To my understanding of the code, it seems that you are rounding the output values. With my experience of neural networks, rounding is bad, because it doesn’t allow the neural network to get the precise values needed for improving. Also, you can try changing to different activation functions (like leakyrelu, sigmoid, etc…), some activation functions perform better than others.

ImNotKevPlayz · June 17, 2022, 1:58am

A genetic algorithm is DIFFERENT from backpropagation. Both aim for the same goal but use different methods. They’re also used in different places. A genetic algorithm is used in cases where you cannot determine the correct answer to a problem, but you can evaluate the fitness of the AI. This is also known as reinforcement learning. A genetic algorithm uses evolution to improve the neural network instead of calculating the partial derivative of the cost function with respect to each weight and bias. Also, I don’t think the problem lies within the neural network structure itself. Rather, I think this random-like behavior could be caused by the lack of useful inputs and bad fitness evaluation.

Honestly, the fitness algorithm is such a pain in the head for me. I might just resort to manual selection. For a bullet shooter simulation like this, I don’t think there is a good way to determine the score of each individual without running into problems. Right now, the majority of AIs get a score of 0, or a super inflated score due to them going behind the enemy and mass shooting by pure luck.

WreckDough · June 24, 2022, 2:41am

Maybe you could try editing your fitness function to encourage shooting near the enemy. For example, giving the agents a score depending on how close their bullet was from hitting the enemy. This would encourage the agents to shoot at the enemy, even if they miss, instead of trying to get lucky enough to hit the enemy. Because, right now, it seems your main issue is that the genetic algorithm is essentially guessing network parameters (weights and biases) to maximize fitness, instead of continuously improving.

Also, overfitting is a potential issue, what is your model size? (# of layers and size of each)

ImNotKevPlayz · June 26, 2022, 3:40am

I actually did try doing that but I don’t think I implemented it very well. I did a thing where once the bullet was deleted, it would track the distance from the bullet to the enemy and use that to add fitness accordingly. There were a lot of problems however. One of the main one being that the accuracy of the bullet was well, not accurately measured. The moment the bullet touched the wall, the enemy could’ve already moved away then moved back to the same position it was in and it would’ve thought it was an accurate hit. I don’t really know a good way to measure the accuracy of the bullets but if I do it would be a massive help for the fitness function.

Also, to answer your second question there are currently 2 layers consisting of 17 hidden nodes. I’m not sure if this is too much though.
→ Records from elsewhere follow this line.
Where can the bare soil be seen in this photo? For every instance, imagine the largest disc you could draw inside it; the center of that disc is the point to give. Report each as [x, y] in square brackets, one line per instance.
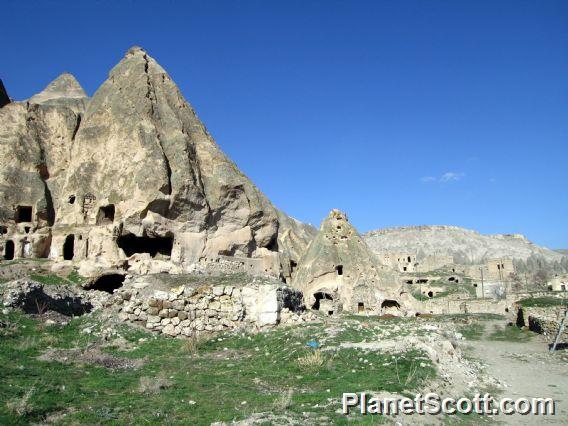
[528, 370]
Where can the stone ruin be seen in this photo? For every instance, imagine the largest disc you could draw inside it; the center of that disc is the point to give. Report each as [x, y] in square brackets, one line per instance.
[338, 272]
[131, 179]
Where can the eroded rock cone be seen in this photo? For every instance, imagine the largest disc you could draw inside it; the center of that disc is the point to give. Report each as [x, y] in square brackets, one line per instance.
[339, 272]
[133, 172]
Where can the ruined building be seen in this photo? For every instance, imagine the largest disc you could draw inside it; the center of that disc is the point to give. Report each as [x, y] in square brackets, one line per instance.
[339, 272]
[131, 179]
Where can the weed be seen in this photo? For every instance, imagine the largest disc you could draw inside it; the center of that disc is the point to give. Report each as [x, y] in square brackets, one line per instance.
[284, 401]
[153, 385]
[21, 406]
[193, 343]
[312, 361]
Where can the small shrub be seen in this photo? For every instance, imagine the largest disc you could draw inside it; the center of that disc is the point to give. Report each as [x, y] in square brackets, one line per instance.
[192, 344]
[21, 406]
[153, 385]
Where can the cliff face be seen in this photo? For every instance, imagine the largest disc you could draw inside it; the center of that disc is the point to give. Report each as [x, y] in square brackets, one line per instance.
[464, 245]
[133, 171]
[338, 266]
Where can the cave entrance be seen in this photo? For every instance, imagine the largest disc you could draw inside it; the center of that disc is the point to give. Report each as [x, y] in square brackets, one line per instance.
[131, 244]
[105, 215]
[23, 214]
[390, 307]
[107, 283]
[69, 247]
[323, 300]
[9, 250]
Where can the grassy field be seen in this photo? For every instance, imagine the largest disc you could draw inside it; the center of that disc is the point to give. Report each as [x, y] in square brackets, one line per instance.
[542, 302]
[226, 378]
[511, 334]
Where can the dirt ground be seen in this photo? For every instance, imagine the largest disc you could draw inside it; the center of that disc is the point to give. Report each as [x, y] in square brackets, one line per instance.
[528, 370]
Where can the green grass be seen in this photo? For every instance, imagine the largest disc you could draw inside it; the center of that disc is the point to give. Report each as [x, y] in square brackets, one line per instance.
[6, 263]
[49, 279]
[511, 334]
[75, 278]
[472, 331]
[219, 377]
[52, 279]
[542, 302]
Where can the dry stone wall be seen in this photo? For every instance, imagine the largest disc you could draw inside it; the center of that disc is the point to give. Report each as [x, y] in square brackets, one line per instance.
[187, 310]
[545, 320]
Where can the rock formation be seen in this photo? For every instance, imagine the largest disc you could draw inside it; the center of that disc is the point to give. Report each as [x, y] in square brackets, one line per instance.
[463, 245]
[131, 179]
[339, 272]
[4, 98]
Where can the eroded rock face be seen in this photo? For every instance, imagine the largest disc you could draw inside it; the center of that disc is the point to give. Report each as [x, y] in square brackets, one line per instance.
[4, 98]
[339, 272]
[133, 175]
[35, 141]
[66, 91]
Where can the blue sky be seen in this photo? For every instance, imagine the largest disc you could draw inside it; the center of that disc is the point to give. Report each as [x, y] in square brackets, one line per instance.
[397, 112]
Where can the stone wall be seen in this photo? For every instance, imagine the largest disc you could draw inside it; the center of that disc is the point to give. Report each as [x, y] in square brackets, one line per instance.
[186, 310]
[544, 320]
[464, 306]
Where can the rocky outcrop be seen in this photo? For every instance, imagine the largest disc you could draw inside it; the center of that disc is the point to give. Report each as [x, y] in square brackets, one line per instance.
[339, 272]
[66, 91]
[35, 141]
[36, 298]
[187, 310]
[464, 245]
[131, 178]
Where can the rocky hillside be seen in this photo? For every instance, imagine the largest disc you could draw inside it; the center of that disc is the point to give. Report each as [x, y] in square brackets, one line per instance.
[465, 245]
[131, 166]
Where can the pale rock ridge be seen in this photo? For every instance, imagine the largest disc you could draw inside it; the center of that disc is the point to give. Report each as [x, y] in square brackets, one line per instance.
[133, 177]
[340, 265]
[65, 90]
[4, 98]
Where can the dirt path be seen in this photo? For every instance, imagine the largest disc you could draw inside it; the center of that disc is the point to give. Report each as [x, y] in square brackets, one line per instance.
[528, 370]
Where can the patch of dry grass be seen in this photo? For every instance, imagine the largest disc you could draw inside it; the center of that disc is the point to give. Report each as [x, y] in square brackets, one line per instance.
[312, 361]
[153, 385]
[284, 400]
[192, 344]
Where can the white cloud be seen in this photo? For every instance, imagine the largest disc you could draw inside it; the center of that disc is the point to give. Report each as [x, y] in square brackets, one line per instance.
[449, 176]
[446, 177]
[428, 179]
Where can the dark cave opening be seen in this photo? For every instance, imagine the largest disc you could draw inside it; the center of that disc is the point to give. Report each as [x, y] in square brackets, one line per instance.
[108, 283]
[23, 214]
[131, 244]
[9, 250]
[69, 247]
[319, 297]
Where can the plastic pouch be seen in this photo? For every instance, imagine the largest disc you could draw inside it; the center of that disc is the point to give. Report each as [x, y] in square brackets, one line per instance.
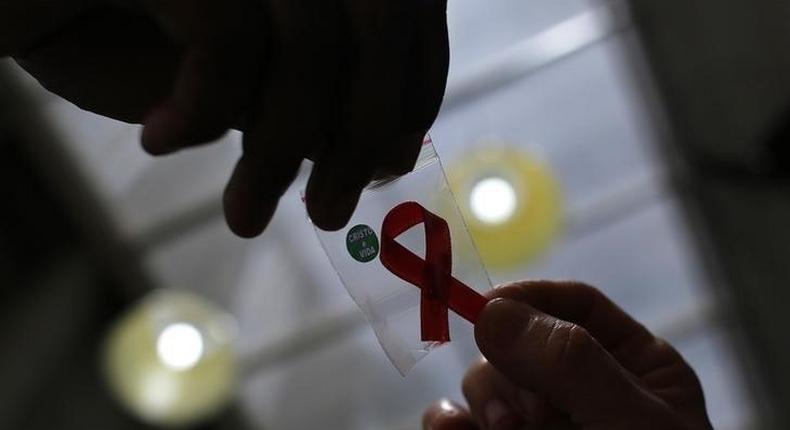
[409, 262]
There are 15 inputs so I want to keep it at 2 layers, but I might consider cutting down on the number of hidden nodes per layer.

WreckDough · June 26, 2022, 4:08am

Maybe try doing this:
For every bullet, find the closest the bullet was to the opponent throughout the bullet’s entire lifetime (track the distance to the opponent every frame). Then, when the round is over, take the average of the closest all bullets were to the target, and incorporate that average in to the fitness.

It doesn’t seem like overfitting could be an issue here, but the fitness function alone might not be the issue. Are you sure you don’t have another bug? e.g. the fitness is reversed, the genetic algorithm finds the worst possible agent. That’s just an example though.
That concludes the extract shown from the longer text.